Early Saturday morning I went to the Long Beach Fire Department’s Training Center to attend a traffic control class for CERT (Community Emergency Response Team) members. The CERT program manager, Firefighter/Paramedic Jake Heflin, a highly respected and nationally recognized expert in emergency preparedness and response as well as a sought-after FEMA-certified trainer, came in a few minutes later. The look on his face suggested he hadn’t slept in days. Professional that he is, he rallied to get the class started by introducing our Long Beach Police Department trainer.
During the break, I asked Jake how things were going. He had just returned from a week-long trip to Phoenix, the White House had called him to request that he write a letter explaining how emergency preparedness would affect one of its initiatives, his work had piled up in his absence, and he was worried about the funding for his position, which ends in September. Plus he hadn’t seen his family in a week, and Sunday was Mother’s Day in the U.S. No pressure!
“Pat,” he said, “I need to be operating at the 50,000 foot level. Instead, I’m down here in the weeds. I need to learn now to delegate.”
“Jake,” I replied, “I have just the tool for you. It’s a very simple question that provides immediate clarity. Ask yourself, ‘Am I the only person who can do [the task at hand]?’ If the truthful answer is ‘Yes,’ then do it. Otherwise, delegate it.”
Though the question is a simple one that cuts to the chase, I find that leaders have a hard time actually releasing tasks they should be delegating. Sometimes there is no one to whom they can hand things off. However, even that “excuse” often can be overcome with a little creativity. Most of the time, there are beliefs that hold leaders back. See if either of these rationalizations resonates with you:
“No one else can do it as well as I can.”
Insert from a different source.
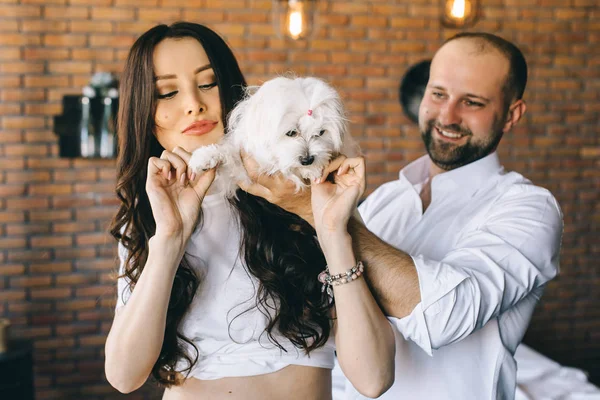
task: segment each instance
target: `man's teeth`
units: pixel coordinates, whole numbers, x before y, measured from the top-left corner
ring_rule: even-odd
[[[460,133],[452,133],[452,132],[448,132],[448,131],[443,131],[441,129],[438,129],[438,132],[440,132],[442,134],[442,136],[446,136],[451,139],[458,139],[459,137],[462,136]]]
“I can do it faster myself.”
Although these statements may be true, here’s why allowing such beliefs to prevent you from delegating tasks is problematic on three levels:
1. Organization: you are not serving your organization well because you are misallocating scarce resources, namely your time.
2. Employees: you are failing to develop your staff by withholding opportunities for them to learn and grow.
3. Self: you are hurting yourself because you unnecessarily are increasing the amount of stress you face, which has a negative effect on your health as well as on your performance.
So please – do yourself and everyone else a favor: stop making excuses and start delegating! By releasing those tasks that others can do and focusing on those that you are uniquely qualified to do (or that you love to do), you will experience a dramatic increase in well-being. As a bonus, those to whom you delegate the tasks will appreciate the trust you are showing in them.